En el ámbito digital, la seguridad es prioritaria. Para esquivar la censura y la vigilancia, se emplean aplicaciones de mensajería cifrada como Signal y ProtonMail, así como navegadores descentralizados. Una de las herramientas más populares durante los recientes apagones ha sido Bridgefy, una aplicación que permite enviar mensajes entre dispositivos cercanos sin necesidad de conexión a internet, creando una red mesh que puede abarcar a múltiples usuarios.

  • Bridgefy: Registró cerca de 950.000 nuevas descargas en Irán en solo 40 días durante las protestas de julio de 2025.
  • Briar: Esta app de mensajería funciona a través de Bluetooth, WiFi o la red Tor, garantizando privacidad incluso sin internet. Es más segura pero también más compleja que Bridgefy.
  • Meshenger y Bitchat: Otras alternativas de código abierto que permiten crear redes de mensajería locales sin dependencia de la red global.

El endurecimiento de la censura ha obligado a las activistas a abandonar aplicaciones habituales como Telegram, Instagram y WhatsApp, así como el uso de VPNs, ya que el régimen ha bloqueado el acceso a servicios internacionales y ha neutralizado muchas de estas soluciones.

La formación en seguridad digital: una herramienta de resistencia

La lucha por la libertad y los derechos de las mujeres va más allá del uso de tecnología. Las activistas organizan talleres sobre seguridad digital en colaboración con grupos feministas y colectivos locales, transmitiendo conocimientos que permiten a más personas eludir la censura y protegerse de la represión. “Cuanto más sepamos, más difícil será para el gobierno silenciarnos”, señala una de las participantes.

Valentía frente a la represión: testimonios de las activistas

A pesar del peligro constante, las mujeres continúan desafiando al régimen, a menudo saliendo a la calle sin velo, conscientes de los riesgos que esto implica. “Sabemos que podría ser nuestro último día de vida o de libertad, pero lo hacemos de todos modos”, declara una de las activistas citadas por el medio The Media Line. La determinación de estas mujeres ha convertido su lucha en un símbolo internacional de resistencia y valentía.

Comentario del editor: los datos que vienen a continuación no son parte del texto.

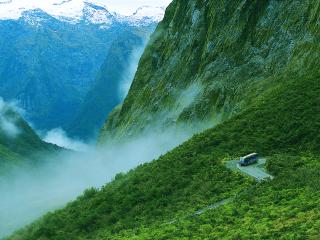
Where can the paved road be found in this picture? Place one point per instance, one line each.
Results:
(203, 210)
(256, 171)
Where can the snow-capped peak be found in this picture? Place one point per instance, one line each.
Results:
(155, 13)
(93, 11)
(97, 14)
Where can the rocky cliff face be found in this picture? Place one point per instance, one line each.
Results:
(206, 57)
(43, 57)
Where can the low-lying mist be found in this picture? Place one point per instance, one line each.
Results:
(28, 194)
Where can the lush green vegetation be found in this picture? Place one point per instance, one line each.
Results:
(278, 117)
(19, 149)
(282, 123)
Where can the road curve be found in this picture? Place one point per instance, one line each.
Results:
(256, 171)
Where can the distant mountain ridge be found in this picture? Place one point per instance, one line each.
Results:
(44, 57)
(92, 12)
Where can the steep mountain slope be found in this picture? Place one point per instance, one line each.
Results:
(45, 57)
(105, 94)
(18, 142)
(279, 118)
(206, 56)
(282, 124)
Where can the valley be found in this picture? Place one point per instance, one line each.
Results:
(215, 80)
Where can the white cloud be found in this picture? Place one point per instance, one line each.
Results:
(72, 8)
(128, 7)
(60, 138)
(8, 122)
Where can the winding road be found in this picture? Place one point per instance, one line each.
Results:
(256, 171)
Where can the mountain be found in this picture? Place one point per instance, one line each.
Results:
(46, 56)
(202, 79)
(117, 70)
(257, 61)
(19, 144)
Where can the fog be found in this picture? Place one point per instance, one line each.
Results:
(129, 74)
(60, 138)
(8, 121)
(28, 194)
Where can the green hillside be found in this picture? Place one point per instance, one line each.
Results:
(22, 147)
(261, 81)
(206, 56)
(282, 124)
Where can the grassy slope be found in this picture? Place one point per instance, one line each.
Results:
(281, 123)
(212, 53)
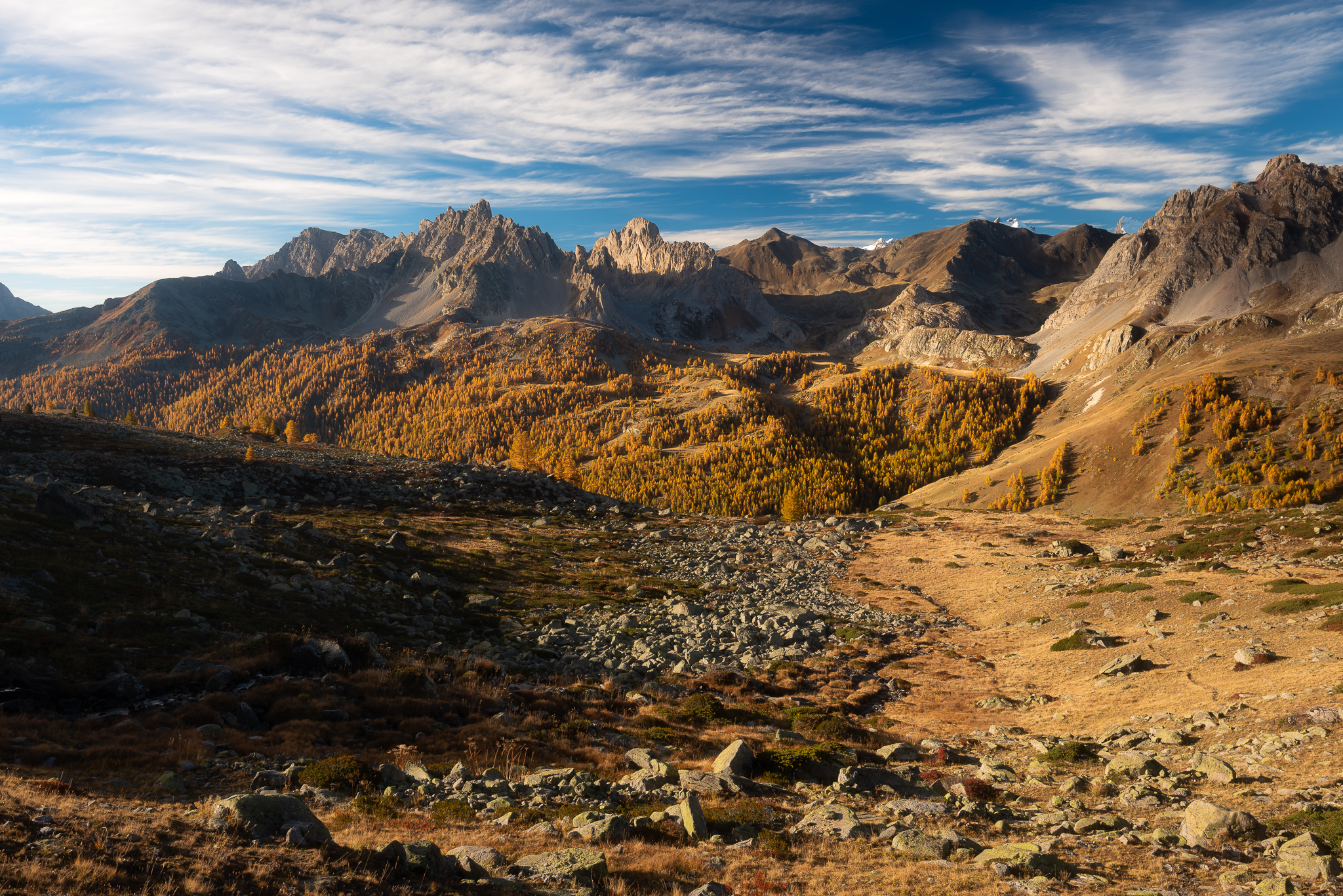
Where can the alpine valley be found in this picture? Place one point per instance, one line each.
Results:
(456, 562)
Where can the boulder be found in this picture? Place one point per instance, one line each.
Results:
(834, 821)
(641, 756)
(712, 888)
(1213, 769)
(582, 867)
(1253, 656)
(899, 752)
(1133, 766)
(736, 759)
(916, 844)
(611, 828)
(425, 857)
(1209, 825)
(479, 857)
(868, 778)
(645, 781)
(1127, 664)
(1308, 867)
(704, 782)
(269, 816)
(692, 819)
(57, 503)
(547, 777)
(1028, 860)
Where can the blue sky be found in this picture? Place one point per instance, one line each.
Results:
(157, 139)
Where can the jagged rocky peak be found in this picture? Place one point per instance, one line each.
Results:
(14, 308)
(638, 249)
(1271, 245)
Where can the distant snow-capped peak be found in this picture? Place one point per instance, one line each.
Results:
(1127, 225)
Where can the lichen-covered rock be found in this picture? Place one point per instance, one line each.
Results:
(1213, 769)
(547, 777)
(735, 759)
(477, 861)
(692, 819)
(269, 816)
(1276, 887)
(425, 857)
(834, 821)
(584, 867)
(610, 828)
(1133, 766)
(1308, 867)
(1208, 825)
(1028, 860)
(916, 844)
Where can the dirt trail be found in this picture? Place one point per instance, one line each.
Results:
(1021, 605)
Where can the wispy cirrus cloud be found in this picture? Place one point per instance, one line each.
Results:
(157, 139)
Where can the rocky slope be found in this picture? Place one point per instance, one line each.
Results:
(1270, 246)
(390, 674)
(14, 308)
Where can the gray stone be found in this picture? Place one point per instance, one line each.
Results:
(1252, 656)
(477, 861)
(1127, 664)
(611, 828)
(583, 867)
(736, 759)
(1028, 860)
(425, 857)
(1213, 769)
(1209, 825)
(712, 888)
(266, 816)
(920, 846)
(834, 820)
(547, 777)
(899, 752)
(692, 819)
(1133, 766)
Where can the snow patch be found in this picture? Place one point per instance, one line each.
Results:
(1127, 225)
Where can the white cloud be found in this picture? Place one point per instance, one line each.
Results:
(167, 130)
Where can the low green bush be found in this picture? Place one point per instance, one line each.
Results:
(339, 773)
(1072, 642)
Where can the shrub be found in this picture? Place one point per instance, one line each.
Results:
(981, 790)
(452, 811)
(339, 773)
(1326, 824)
(772, 844)
(789, 762)
(703, 711)
(409, 680)
(828, 727)
(1198, 595)
(382, 808)
(1076, 641)
(1071, 751)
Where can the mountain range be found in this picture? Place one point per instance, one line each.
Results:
(14, 308)
(980, 293)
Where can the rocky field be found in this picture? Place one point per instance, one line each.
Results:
(321, 671)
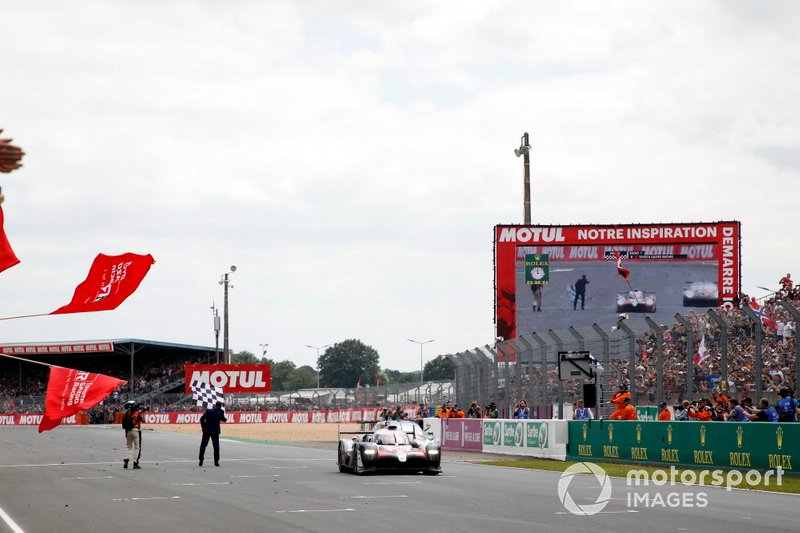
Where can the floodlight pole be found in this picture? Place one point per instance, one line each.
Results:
(525, 150)
(215, 314)
(225, 282)
(421, 367)
(317, 348)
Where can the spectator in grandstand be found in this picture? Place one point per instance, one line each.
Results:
(764, 413)
(132, 424)
(682, 411)
(537, 296)
(700, 410)
(788, 408)
(786, 283)
(582, 412)
(620, 396)
(209, 422)
(737, 413)
(474, 410)
(521, 410)
(580, 292)
(626, 412)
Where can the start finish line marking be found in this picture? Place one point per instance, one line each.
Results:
(146, 499)
(317, 511)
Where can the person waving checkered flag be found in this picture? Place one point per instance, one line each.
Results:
(206, 395)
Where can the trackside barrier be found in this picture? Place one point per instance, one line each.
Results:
(462, 434)
(545, 439)
(34, 420)
(752, 445)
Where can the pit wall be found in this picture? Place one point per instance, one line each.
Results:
(546, 439)
(750, 445)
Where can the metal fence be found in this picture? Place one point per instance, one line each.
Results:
(657, 361)
(431, 393)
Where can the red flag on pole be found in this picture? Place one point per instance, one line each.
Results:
(7, 256)
(111, 279)
(70, 391)
(762, 315)
(624, 272)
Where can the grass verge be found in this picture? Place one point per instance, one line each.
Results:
(788, 483)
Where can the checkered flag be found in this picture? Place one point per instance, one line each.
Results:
(206, 395)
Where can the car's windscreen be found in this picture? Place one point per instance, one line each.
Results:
(392, 438)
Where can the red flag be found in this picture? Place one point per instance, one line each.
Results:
(702, 352)
(70, 391)
(624, 272)
(111, 279)
(765, 319)
(7, 256)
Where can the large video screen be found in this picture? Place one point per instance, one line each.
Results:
(554, 277)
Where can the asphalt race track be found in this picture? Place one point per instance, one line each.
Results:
(71, 479)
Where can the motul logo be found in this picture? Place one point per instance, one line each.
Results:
(231, 379)
(251, 418)
(188, 418)
(153, 418)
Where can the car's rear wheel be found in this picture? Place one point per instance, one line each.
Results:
(342, 459)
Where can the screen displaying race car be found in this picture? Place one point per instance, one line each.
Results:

Consecuencias de la represión y el futuro de las protestas

La violencia estatal ha dejado, al menos, 45 personas fallecidas —incluidos ocho menores de edad— y cientos de heridos en los primeros doce días de protestas, según la organización Iran Human Rights con sede en Oslo. Sin embargo, la represión no ha logrado apagar el movimiento, que continúa adaptándose y buscando nuevas formas de organización y comunicación.

En un contexto de crisis económica y presión internacional, la capacidad de las mujeres iraníes para burlar la censura y mantener viva la protesta demuestra la importancia de la tecnología y la solidaridad en la defensa de los derechos humanos. Su ejemplo resuena más allá de las fronteras de Irán, mostrando que, incluso en los entornos más hostiles, la resistencia es posible.

Nota:

Los contenidos publicados en este sitio han sido generados y/o reelaborados mediante el uso de herramientas de inteligencia artificial.

elpuebloinforma.com declina toda responsabilidad, directa o indirecta, por eventuales errores, inexactitudes, omisiones u otras irregularidades presentes en los textos.

El usuario reconoce que dichos contenidos tienen exclusivamente fines informativos y no pueden sustituir en ningún caso fuentes oficiales ni asesoramientos profesionales.